Many homeowners are trapped in their first homes
Despite many second time buyers looking for the best
mortgage rates, several will be unable to move, particularly if they bought their first house in 2007.
New research by HSBC revealed that some 360,000 homeowners are trapped in their first homes after having their equity eroded by a seven per cent fall in the value of first time properties since then.
Being able to afford to get the best mortgage rates on a second home will be impossible for many second time buyers if they have not been saving in the meantime, HSBC suggested.
It revealed that the average first time buyer in 2007 would have put down a ten per cent deposit of £16,000, which has now been eroded by a seven per cent fall in property prices, leaving them with just £5,000 of their original deposit.

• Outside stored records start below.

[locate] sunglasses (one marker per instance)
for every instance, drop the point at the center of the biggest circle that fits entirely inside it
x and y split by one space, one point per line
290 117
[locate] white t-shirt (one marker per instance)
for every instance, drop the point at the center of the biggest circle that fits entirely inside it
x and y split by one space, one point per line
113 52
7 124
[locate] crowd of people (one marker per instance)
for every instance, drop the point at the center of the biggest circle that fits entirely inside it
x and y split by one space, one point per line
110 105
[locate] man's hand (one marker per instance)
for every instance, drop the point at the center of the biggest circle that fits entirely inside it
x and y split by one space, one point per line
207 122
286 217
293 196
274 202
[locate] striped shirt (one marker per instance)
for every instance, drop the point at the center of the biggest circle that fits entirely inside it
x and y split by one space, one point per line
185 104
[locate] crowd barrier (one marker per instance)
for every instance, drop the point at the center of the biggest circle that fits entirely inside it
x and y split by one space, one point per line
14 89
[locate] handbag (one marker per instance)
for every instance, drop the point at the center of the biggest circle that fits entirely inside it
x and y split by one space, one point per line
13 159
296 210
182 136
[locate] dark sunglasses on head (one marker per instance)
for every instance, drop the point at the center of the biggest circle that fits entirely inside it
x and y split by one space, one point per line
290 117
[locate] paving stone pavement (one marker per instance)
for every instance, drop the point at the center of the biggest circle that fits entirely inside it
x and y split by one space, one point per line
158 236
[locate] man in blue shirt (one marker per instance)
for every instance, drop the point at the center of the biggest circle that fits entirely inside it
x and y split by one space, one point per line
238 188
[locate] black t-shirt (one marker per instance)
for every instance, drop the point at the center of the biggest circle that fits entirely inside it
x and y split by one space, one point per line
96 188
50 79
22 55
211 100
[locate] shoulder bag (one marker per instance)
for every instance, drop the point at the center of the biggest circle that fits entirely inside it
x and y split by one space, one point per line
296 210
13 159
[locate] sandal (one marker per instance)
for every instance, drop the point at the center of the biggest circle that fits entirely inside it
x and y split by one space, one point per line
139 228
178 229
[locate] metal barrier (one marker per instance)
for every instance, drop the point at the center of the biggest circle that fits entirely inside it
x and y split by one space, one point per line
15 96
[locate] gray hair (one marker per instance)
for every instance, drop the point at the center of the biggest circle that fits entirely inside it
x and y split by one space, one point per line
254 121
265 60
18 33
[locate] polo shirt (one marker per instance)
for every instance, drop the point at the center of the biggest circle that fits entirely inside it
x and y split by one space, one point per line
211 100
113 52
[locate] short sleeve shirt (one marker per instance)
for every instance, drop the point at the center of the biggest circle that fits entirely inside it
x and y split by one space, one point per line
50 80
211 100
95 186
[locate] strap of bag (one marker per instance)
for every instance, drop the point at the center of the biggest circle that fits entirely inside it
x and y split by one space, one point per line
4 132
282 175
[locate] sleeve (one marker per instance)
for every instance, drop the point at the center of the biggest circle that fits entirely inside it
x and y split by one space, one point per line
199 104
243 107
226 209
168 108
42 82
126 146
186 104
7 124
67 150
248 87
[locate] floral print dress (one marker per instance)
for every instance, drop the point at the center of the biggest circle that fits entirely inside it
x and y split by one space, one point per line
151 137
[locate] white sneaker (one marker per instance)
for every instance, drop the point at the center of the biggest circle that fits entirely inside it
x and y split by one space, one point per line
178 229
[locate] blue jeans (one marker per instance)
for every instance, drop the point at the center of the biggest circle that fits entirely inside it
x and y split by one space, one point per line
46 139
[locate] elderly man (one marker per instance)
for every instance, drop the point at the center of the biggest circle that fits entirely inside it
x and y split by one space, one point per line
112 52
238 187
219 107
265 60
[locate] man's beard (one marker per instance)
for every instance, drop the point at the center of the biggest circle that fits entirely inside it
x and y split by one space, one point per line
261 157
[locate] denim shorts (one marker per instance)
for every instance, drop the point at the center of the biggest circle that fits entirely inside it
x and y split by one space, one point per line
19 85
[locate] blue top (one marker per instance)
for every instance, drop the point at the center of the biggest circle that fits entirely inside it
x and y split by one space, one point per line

If the homeowners had been paying capital off their mortgage they should by now have paid some £11,000, giving them as much money as when they started and preventing them from moving up the ladder, particularly when associated costs are included.
"These findings highlight the need to save or pay down an existing mortgage in order to fund that second step on the property ladder; first-time buyers can no longer rely on rising house prices to provide them with the deposit needed for their second purchase," said Pete Dockar, head of mortgages at HSBC.
He suggested that a way to counter that is to make overpayments on mortgages, to build up capital and increase the deposit available during the next house move.
However, additional research by HSBC has also revealed that housing a second child could cost as much as £60,000, as most parents move to accommodate a new child and that is the average difference in price between the average two and three bedroom house.